Per come ha potuto osservarla chi scrive, la “pastorale della quarantena” nelle nostre chiese è stata il trionfo dell’”iniziativa privata”. Gli esecutivi hanno scelto, a mio parere con saggezza, di non impostare una politica centralizzata e così le singole comunità, con i loro pastori e pastore, si sono inventate la propria tattica e, in qualche caso, la propria strategia: streaming e dirette Facebook, clip anche quotidiane su YouTube, fino all’uso assai ampio di piattaforme tipo Zoom; oltre, naturalmente, alla cura d’anime al telefono. Per quanto riguarda le piattaforme, la strada è stata aperta dall’iniziativa che poi è stata chiamata Zoomworship. L’impianto (assai artigianale, ma a quanto pare efficace) di questa iniziativa ha ospitato anche organismi nazionali, come l’Opcemi (Opera per le chiese evangeliche metodiste in Italia), o locali, come il Circuito metodista e valdese del Lazio, per iniziative proprie. Ben al di là di Zoomworship, tuttavia, molte comunità locali hanno utilizzato le potenzialità interattive della piattaforma, effettivamente più dinamiche rispetto, a esempio, allo streaming. Tutto ciò, naturalmente, è stato reso possibile anche dai bassi costi di gestione di questi strumenti.

A posteriori, la decisione di lasciare spazio alle iniziative di base si è dunque rivelata felicissima. In caso contrario, avremmo corso il rischio di insabbiarci con qualche commissione, la quale poi avrebbe dovuto discutere per settimane sulla filosofia della liturgia elettronica (è virtuale o reale?), oppure su alternative come quelle tra pixel e persone, followere discepoli ecc., che certo hanno una loro efficacia critico-polemica, ma non aiutano molto in sede costruttiva, specie se occorre essere rapidi. Alcuni si sono sentiti in dovere di ricordare che la telematica non è onnipotente, che anzi ha anche i suoi pericoli e i bassi costi sono l’altra faccia del business dei dati. Resta il fatto che, nella circostanza, lo strumento elettronico, dalla piattaforma al cellulare, si è collocato più dalla parte della soluzione che da quella del problema.

Un piccolo dispiacere riguarda invece la ricaduta dell’esperimento all’esterno delle nostre chiese: c’è stata ed è stata superiore a quanto abbiamo tentato in altre circostanze (non ci voleva molto, del resto), ma sinceramente avevo sperato e mi sarei aspettato di più. In ogni caso, una piccola storia, certamente, che però ha costituito, sembrerebbe, un modesto successo, con costi ridottissimi e molto lavoro volontario e autoorganizzato. Non si può dire che sia accaduto sempre, nella storia della comunicazione ecclesiastica nostrana.

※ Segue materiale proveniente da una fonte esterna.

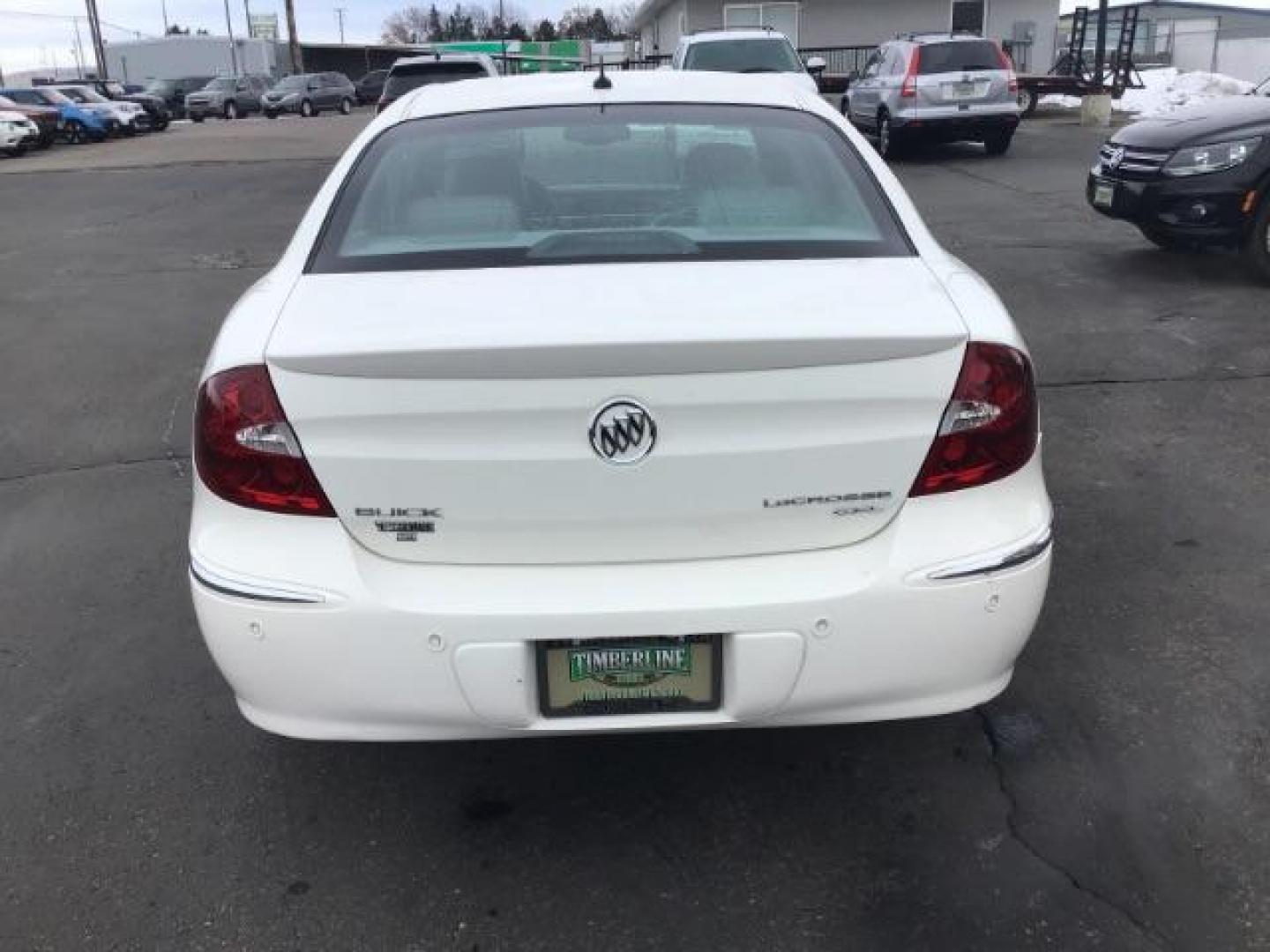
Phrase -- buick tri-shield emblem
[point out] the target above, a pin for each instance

Dopo l’emergenza, tuttavia, si pongono alcune domande. Nella predicazione e nella liturgia (si intende: non soltanto, ma in modo assolutamente qualificante) la chiesa manifesta la propria ragion d’essere. È veramente possibile, su questo punto, continuare a procedere in ordine sparso? Francamente mi sembra difficile e alla lunga anche un po’ rischioso: la pervasività del mezzo moltiplica l’udienza, ma ancor di più i danni provocati da eventuali comportamenti avventati; soprattutto, però, liturgia e predicazione, per la chiesa riformata, chiamano in causa una responsabilità sinodale, dove l’aggettivo vuole avere un significato spirituale, prima che istituzionale. Il centralismo soffoca, ma nemmeno l’anarchia fa bene alla salute. Convochiamo allora gli stati generali della comunicazione liturgica telematica, con il rischio di costituire gruppi di lavoro che alla fine produrranno un documento che nessuno leggerà?

Potrebbe anche insorgere (complice la “pausa estiva”) la tentazione di dimenticare i tre mesi trascorsi e ritornare puramente e semplicemente, come se nulla fosse accaduto (in una circostanza importante l’espressione è stata utilizzata persino da Karl Barth!), alla comunicazione tradizionale soltanto. La storia, grande e piccola, è del resto piena di normalizzazioni seguite a brevi fasi di creatività. Volendo, però, la si può mettere anche in un altro modo: ci è richiesto uno sforzo di fantasia, per valorizzare quanto di buono è stato costruito.